No me sorprende que la oposición le cobre caro a Petro su ligereza y contradicciones, pero considero equivocado el mensaje que académicos y antiguos funcionarios le enviaron pidiéndole no asistir al sainete madurista. Pasaron por alto que Colombia tiene que manejar con pinzas las relaciones con Venezuela.
Un mayor deterioro, o una nueva ruptura de relaciones entre los dos países, sería fatídica por razones de sobra conocidas: millones de personas, a ambos lados de la línea fronteriza, padecerían daños incalculables si eso sucediera. Toca seguir ‘la doctrina Santos’, que el expresidente promulgó al decirnos, en una manifestación de perfecta hipocresía, que “Maduro es mi nuevo mejor amigo”.

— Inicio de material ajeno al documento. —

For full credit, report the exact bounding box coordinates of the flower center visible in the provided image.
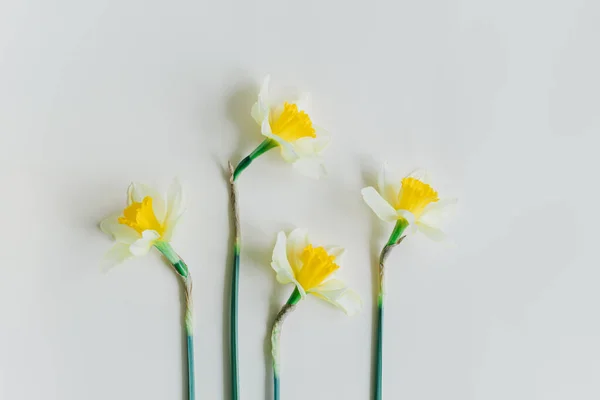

Ante esa desoladora conclusión, me pregunta otro discípulo, ¿son tantos?, si cabe invocar la Carta Democrática promulgada por la OEA en 2001. Lamentablemente no. Las acciones remediales que podrían aplicarse dependen de que el país respectivo sea parte de la organización. Venezuela no lo es: Maduro la retiró en 2017. Es hombre previsivo.
Briznas poéticas. Ante el heroísmo de María Corina Machado cabe citar a Churchill. “El éxito no es definitivo, el fracaso no es fatal. Es el coraje para continuar lo que cuenta”.